Au bout d'un moment, et le coeur serré, Eren nota qu'ils se levaient. Le blond, d'abord, puis le brun, et ils s'extirpèrent du rang pour s'avancer dans la zone centrale du bus – encore plus près d'Eren. D'ici, il put presque sentir leur odeur – un parfum sûrement hors de prix mais, il devait le reconnaître, qui sentait infiniment bon. Au blond, au brun – peu importait ; c'était l'odeur d'un homme riche. Et c'était plaisant.
Puis quelque chose d'étrange se passa. Tout d'abord, le chauffeur, qui semblait particulièrement maladroit, freina brusquement, et le brun se rattrapa à la barre en la serrant habilement de ses longs doigts fins. Mais le blond, qui mit un peu plus de temps à se stabiliser, posa violemment sa main à l'endroit exact où celle de l'inconnu était posée, et leurs mains étaient littéralement couvertes. Les deux retrouvèrent leur stabilité mais aucun deux ne retira sa main, et Eren nota le coup d'oeil presque contrarié que le brun jeta à l'étrange spectacle de leurs mains. Finalement, le bus s'arrêta pour de bon et les portes s'ouvrirent, et Eren eut presque l'impression que le blond attendait le dernier moment pour se séparer de lui. Il s'écarta et commença à sortir du bus, et c'est à ce moment-là, précisément, sa main toujours collée sur la barre, qu'il croisa son regard.

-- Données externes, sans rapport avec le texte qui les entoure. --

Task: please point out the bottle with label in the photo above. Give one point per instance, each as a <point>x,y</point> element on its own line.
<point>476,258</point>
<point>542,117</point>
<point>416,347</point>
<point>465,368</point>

Un regard intimidant, puissant, incroyablement puissant, oui. Deux yeux gris, petits et perçants, qui avaient suffi à brûler sa peau. Le brun l'observait, si brièvement que ce qu'il s'imaginait dans sa tête était ridicule – il avait l'impression que c'était une éternité. Au bout de deux secondes, il rompit le contact et sortit à son tour, et de l'autre côté de la fenêtre, il le vit rejoindre le blond qui l'attendait. Les rayons calmes du soleil retombaient sur eux avec douceur, et ils avaient l'air sereins.
Pourtant, avant que le bus ne redémarre, le brun leva les yeux à l'exact endroit où ceux d'Eren le regardaient, et un second contact se créa, bien plus fugace. L'inconnu les détourna aussitôt, comme s'il avait jugé que ça n'en valait pas la peine, mais il eut bel et bien le pire de confirmer qu'il l'avait regardé lui. Les deux hommes firent volte face, le bus continua son chemin, et Eren se pencha un peu plus près de la vitre pour tenter de gagner qulelques secondes et les regarder plus longtemps.
Mais déjà leurs silhouettes s'effaçaient au loin et il ne les distinguait plus, même s'il aurait juré toujours sentir ce troublant regard gris posé sur lui et dévorer sa chair.